Areas under swings, monkey bars and other playground equipment should be at least six-feet wide and 12-inches deep with soft material that won't harm children if they fall. Good playgrounds use bark mulch, wood fibers, sand, wood chips, shredded tires and rubber mats to make sure surfaces are cushioned.
Avoid surfaces made up of grass, dirt or concrete. A fall on these surfaces may result in scrapes, bruises or broken bones requiring pediatric emergency care. It's also prudent for parents to ask groundskeepers about surface maintenance schedules.
2. Check Spaces Between and On Equipment
PlaygroundSafety.org says "There is no nationally coordinated effort" to ensure playgrounds are safe. One concern is the distance between playground equipment.
Many play areas are overstuffed with equipment when the spaces between them should be at least nine feet apart.
In addition, parents should look for wide openings on play equipment in guardrails and ladder rungs. These spaces should be less than three and one-half inches and no more than nine inches to prevent falls or children becoming trapped while playing.
3. Inspect Swing Sets
Swings are a favorite for most children but again, it's best to check them for sturdiness in structure as well as the ground surface.
The surface under swing sets is best if it extends twice the height of the suspending bar in both the back and the front. A fall from a swing to a hard surface might require immediate care from an urgent clinic so be sure to check the areas beneath and around swings. These surfaces should also utilize cushioned elements to sway injuries.
4. Check for "Nature" Hazards
Many playgrounds designs include natural elements like trees and foliage and some are near lakes and rivers.
Before allowing children to play, make sure these natural elements won't cause harmful injuries.

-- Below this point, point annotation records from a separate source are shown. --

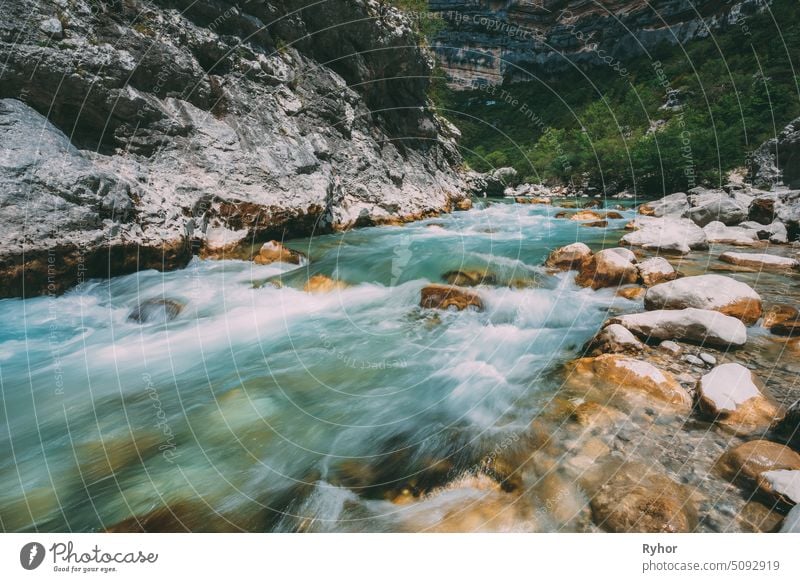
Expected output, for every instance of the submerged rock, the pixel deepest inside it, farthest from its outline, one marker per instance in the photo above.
(667, 235)
(469, 278)
(656, 270)
(700, 326)
(717, 232)
(156, 309)
(608, 268)
(735, 397)
(759, 260)
(613, 339)
(638, 499)
(772, 468)
(715, 292)
(629, 379)
(568, 257)
(275, 252)
(323, 284)
(449, 296)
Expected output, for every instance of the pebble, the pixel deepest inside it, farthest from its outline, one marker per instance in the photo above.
(670, 346)
(708, 359)
(693, 360)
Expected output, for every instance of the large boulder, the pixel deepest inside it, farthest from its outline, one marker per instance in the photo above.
(656, 270)
(666, 235)
(568, 257)
(449, 297)
(274, 252)
(715, 292)
(673, 205)
(759, 261)
(630, 381)
(717, 206)
(736, 398)
(717, 232)
(613, 339)
(773, 469)
(636, 498)
(700, 326)
(608, 268)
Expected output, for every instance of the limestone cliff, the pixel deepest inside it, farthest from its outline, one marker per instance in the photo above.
(138, 132)
(488, 41)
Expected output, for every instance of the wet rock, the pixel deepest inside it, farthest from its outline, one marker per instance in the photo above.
(782, 484)
(667, 235)
(586, 215)
(762, 209)
(323, 284)
(700, 326)
(693, 360)
(620, 377)
(735, 397)
(274, 252)
(632, 293)
(788, 428)
(717, 207)
(716, 232)
(708, 359)
(656, 270)
(638, 499)
(449, 297)
(608, 268)
(715, 292)
(673, 205)
(156, 309)
(746, 462)
(670, 347)
(759, 260)
(469, 278)
(780, 314)
(791, 523)
(593, 414)
(568, 257)
(613, 339)
(464, 204)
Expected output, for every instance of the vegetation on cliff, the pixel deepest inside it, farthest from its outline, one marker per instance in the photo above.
(683, 116)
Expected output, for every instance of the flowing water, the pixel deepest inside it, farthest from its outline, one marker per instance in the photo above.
(263, 407)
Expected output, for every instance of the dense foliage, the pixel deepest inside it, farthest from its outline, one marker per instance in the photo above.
(682, 116)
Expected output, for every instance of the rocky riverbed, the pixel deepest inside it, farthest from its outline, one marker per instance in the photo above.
(537, 376)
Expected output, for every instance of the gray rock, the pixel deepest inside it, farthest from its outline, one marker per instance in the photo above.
(693, 360)
(708, 359)
(179, 128)
(699, 326)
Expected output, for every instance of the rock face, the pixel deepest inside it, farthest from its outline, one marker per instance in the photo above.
(608, 268)
(759, 260)
(638, 499)
(771, 468)
(715, 292)
(218, 115)
(656, 270)
(700, 326)
(275, 252)
(568, 257)
(449, 297)
(485, 41)
(631, 381)
(667, 235)
(733, 396)
(613, 339)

Things to look for include:
- Large sticks or twigs that cause trips or falls.
- Fences surrounding the playground should have rails children can't crawl through. They should also be tall enough and difficult to climb — smooth, taller fences are best.

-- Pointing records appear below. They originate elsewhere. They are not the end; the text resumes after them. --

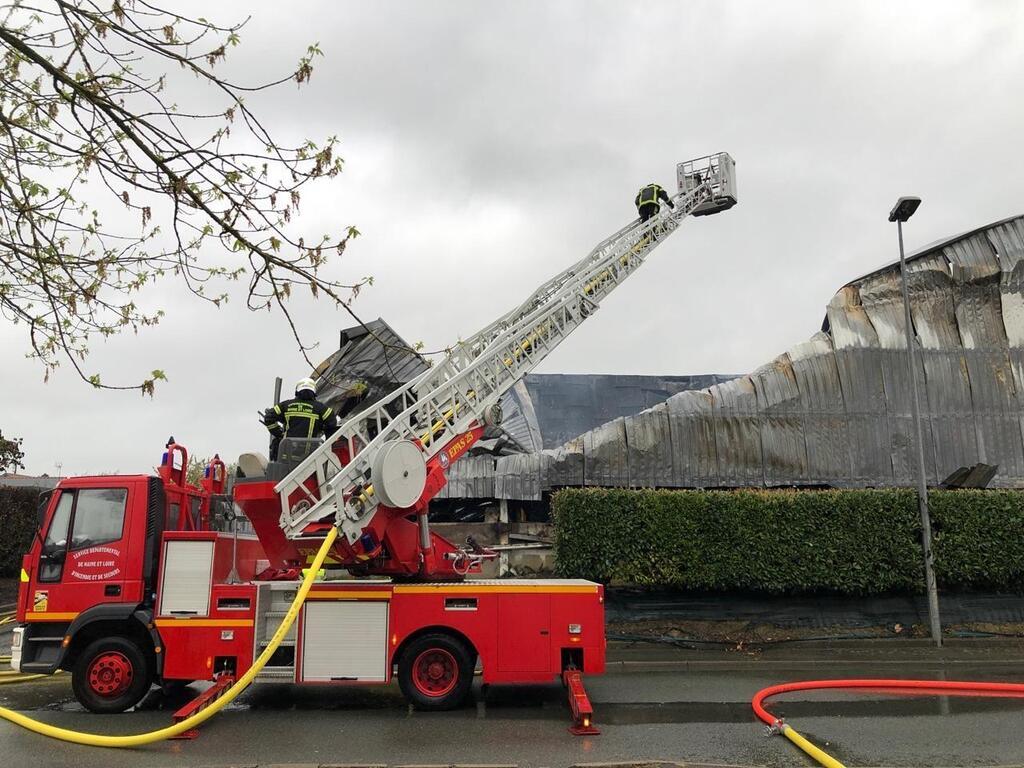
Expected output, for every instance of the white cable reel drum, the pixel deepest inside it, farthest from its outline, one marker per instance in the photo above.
(398, 473)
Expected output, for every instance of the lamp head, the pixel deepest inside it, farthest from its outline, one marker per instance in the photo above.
(904, 209)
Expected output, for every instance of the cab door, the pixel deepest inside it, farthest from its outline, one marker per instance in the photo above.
(82, 561)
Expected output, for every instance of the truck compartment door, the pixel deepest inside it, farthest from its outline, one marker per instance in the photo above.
(344, 640)
(523, 633)
(187, 572)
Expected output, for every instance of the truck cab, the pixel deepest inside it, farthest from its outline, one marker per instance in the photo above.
(88, 581)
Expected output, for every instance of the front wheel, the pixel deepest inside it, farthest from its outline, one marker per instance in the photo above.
(435, 672)
(111, 675)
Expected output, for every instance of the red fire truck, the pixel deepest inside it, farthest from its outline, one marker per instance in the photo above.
(128, 584)
(129, 581)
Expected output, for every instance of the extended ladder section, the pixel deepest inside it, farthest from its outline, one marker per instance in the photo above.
(463, 391)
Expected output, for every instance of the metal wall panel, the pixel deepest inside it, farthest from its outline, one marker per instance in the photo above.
(648, 440)
(692, 433)
(837, 410)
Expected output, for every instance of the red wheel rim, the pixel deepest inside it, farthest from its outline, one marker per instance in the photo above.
(111, 674)
(435, 672)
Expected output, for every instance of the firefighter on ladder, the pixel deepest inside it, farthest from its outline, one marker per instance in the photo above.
(647, 201)
(302, 417)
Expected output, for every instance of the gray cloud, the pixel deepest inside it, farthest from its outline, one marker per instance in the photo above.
(487, 144)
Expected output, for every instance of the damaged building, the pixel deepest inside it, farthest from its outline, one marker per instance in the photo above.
(832, 412)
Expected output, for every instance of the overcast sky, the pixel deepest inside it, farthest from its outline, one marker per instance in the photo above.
(489, 144)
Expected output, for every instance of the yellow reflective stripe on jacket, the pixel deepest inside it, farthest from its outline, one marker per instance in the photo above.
(301, 411)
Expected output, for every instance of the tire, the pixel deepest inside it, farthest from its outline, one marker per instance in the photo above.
(111, 675)
(435, 672)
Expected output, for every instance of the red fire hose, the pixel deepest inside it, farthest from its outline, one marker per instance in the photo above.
(916, 687)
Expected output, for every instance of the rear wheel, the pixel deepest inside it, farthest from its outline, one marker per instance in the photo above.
(435, 672)
(111, 675)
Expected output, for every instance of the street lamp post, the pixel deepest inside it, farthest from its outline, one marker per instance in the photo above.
(903, 210)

- Rocks and boulders with uneven surfaces or sharp edges can cause cuts or scrapes.
- Water leaking into the playground may cause mold to grow or be a breeding ground for insects.
- Untrimmed trees that hang too close to play equipment. Children may be tempted to grab the limbs and attempt to climb trees.
Many communities and neighborhoods desire playgrounds and parks.
Parents can ensure safer play if the time is taken to inspect areas in the
playground before children engage in activity. Above all, if you see playground dangers, report it to the proper authorities.